Ditulis oleh :
Muhamad Fajar Pramono, Dosen Unida Gontor Ponorogo pada 1 Oktober 2023.
cakrawala7.com – Berdasark’an hasil riset penulis tentang model keterlibatan tokoh agama dan masyarakat di Jawa Timur dalam Pilkada berdasarkan Sub-kultur (2008). Pertama, sifatnya menyebar. Misalnya dalam kasus kultur arek (termasuk Aremania). Tokoh tidak hanya berpusat pada tokoh agama, tapi juga tokoh pendidikan, tokoh olahraga. Apalagi pada wilayah itu tumbuh subur lembaga-lembaga pendidikan ternama, seperti, Unair, ITS, UB, UM, UMM, UNISMA dan lain-lain. Juga dinamika olahraga bola terutama baik di Malang dan Surabaya juga sangat dinamis. Tidak semata-mata bola, tapi juga memunculkan komunitas dan tokoh-tokoh bola.

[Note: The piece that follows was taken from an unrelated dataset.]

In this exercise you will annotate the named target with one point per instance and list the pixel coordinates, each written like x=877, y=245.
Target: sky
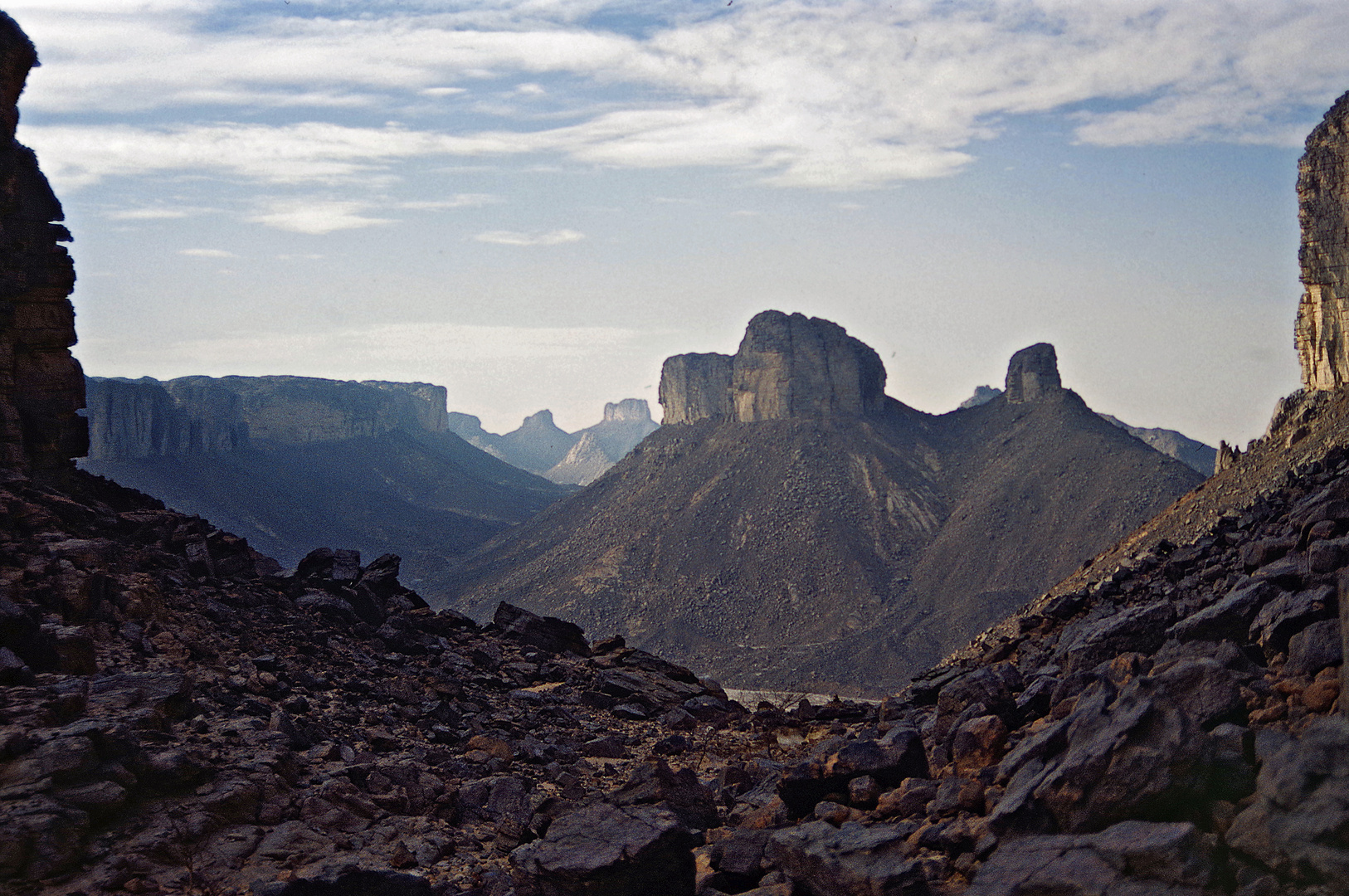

Implikasinya dalam politik (Pilkada) keberadaan tokoh-tokoh tersebut menyebar di berbagai kekuatan politik. Juga hal yang sama baik di kultur Madura, pesisir, dan tapal kuda, termasuk di Sub-kultur Mataraman. Yang khas di Sub-kultur Mataraman tidak sebagaimana di Sub-kultur Madura, dan tapal kuda dimana keberadaan tokoh agama tetap dominan, tetapi pengaruhnya semakin berkurang dan berbanding lurus dengan semakin tingginya tingkat pendidikan dan literasi masyakat di Sub-kultur tersebut.
Adapun di Sub-kultur Mataraman peranan tokoh agama tergantikan tokoh botoh dan mampu membangun dan menggunakan mesin politik Pilkada yang efektif, terutama dalam konteks di Ponorogo. Semenjak Pilkada langsung (dipilih langsung oleh rakyat, bukan DPRD) dalam konteks Ponorogo konstalasi politik (Pilkada) sangat ditentukan oleh kelompok botoh yang mempunyai mesin politik, bukan tokoh agama atau figur calon Bupati semata.

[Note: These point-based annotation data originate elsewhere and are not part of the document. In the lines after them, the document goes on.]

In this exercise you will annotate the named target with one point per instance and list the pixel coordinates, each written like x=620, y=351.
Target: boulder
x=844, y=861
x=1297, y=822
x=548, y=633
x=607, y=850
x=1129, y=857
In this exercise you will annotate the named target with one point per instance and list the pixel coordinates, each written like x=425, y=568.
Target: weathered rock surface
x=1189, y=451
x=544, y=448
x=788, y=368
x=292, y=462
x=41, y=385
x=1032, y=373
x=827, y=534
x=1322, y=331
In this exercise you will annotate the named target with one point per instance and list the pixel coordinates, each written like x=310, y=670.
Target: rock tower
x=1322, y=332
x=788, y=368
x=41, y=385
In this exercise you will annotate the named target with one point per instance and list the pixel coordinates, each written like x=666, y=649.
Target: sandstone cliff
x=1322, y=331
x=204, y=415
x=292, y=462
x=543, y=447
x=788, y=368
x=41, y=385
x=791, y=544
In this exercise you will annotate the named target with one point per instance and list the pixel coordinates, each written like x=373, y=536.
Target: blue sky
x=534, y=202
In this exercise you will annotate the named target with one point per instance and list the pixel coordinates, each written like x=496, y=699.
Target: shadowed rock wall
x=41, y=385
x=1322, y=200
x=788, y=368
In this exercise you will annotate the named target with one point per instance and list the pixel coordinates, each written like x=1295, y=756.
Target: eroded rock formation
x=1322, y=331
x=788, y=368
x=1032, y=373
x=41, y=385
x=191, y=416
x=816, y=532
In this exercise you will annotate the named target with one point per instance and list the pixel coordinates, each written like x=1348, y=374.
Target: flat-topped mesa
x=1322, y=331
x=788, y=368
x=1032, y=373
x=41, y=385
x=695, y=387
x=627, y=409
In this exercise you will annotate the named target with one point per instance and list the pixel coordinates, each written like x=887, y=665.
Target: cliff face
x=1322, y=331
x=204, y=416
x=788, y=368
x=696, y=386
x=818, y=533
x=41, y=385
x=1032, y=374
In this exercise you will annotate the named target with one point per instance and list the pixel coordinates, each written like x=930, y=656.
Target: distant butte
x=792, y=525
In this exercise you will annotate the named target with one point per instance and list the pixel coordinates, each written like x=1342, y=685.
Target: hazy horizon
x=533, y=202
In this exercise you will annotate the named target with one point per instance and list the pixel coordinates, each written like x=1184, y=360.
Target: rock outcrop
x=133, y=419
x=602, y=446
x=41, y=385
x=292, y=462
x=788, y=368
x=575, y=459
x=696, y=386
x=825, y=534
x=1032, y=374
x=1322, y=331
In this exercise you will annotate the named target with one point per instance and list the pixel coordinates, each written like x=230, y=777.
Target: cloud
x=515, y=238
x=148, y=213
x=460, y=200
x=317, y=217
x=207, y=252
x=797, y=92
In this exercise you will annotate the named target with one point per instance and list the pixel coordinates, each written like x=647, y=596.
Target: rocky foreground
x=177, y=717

Dalam kasus Bupati Muhadi (2005) dimana kurang dikenal oleh masyarakat Ponorogo waktu itu dan berhasil mengalahkan kompetitornya sangat dikenal baik ketokohan dan kapasitasnya (Bapak Supajar) di Ponorogo. Hal itu tidak lepas faktor mesin politiknya. Juga hal yang sama dalam kasus Pak Amin (2010). Posisi sebagai wakil dengan mudahnya mengalahkan Bupati Muhadi (incumbent) dengan basis dan jaringan kekuasaan yang dimiliki. Hal ini tidak lepas dari mesin politiknya, yang merupakan hasil kolaborasi antara botoh dan paguyuban kepala desa.
Begitu pula keberhasilan Kang Giri yang sebelumnya kalah (2016) dan kemudian mampu merebut kekuasaan Bupati Ipong (incumbent) (2021) dengan basis dan kekuatan kekuasaan yang dibangunnya. Itu tidak lepas dari mesin politik tersebut.
Sekalipun demikian bahwa mesin politik tradisional ini tidak selalu efektif, ketika menghadapi mesin politik Pilkada modern (merupakan kolaborasi kekuatan organisasi rapi dan dana) berhasil menghantarkan Pak Ipong sebagai Bupati (2016), juga berhasil mengalahkan Bupati Amin (incumbent), dan Kang Giri pada waktu itu juga ikut kompetisi.
Namun pada perkembangannya, mesin politik Pilkada yang “tradisional” itu berhasil menunjukkan tajinya kembali dalam melumpuhkan mesin politik “modern”, yang menghantarkan Kang Giri sebagai Bupati (2021), dan berhasil merebut kekuasaan Bupati Ipong (incumbent).
Hanya saja yang menarik mesin politik tradisional tersebut, tanda-tandanya untuk Pilkada 2024 tidak berpihak atau tidak mengawal lagi Bupati Kang Giri. Hal ini sebagai pertanda apakah Bupati Kang Giri sebagaimana Bupati-bupati sebelumnya tidak mampu mempertahankan kekuasaannya pada periode ke-2. (Baru Bupati Markum (1994-2004), dan Bupati Sumadi (1974-1984) yang bisa bertahan 2 periode).
Maka untuk melawan mitos Pilkada tanpa bekal mesin politik tradisional tersebut tidaklah mudah. Tetapi bukan berarti tidak bisa dilawan sebagaimana yang dilakukan oleh Bupati Ipong (2016). Perlu kerja keras dan gebrakan non-konvensional.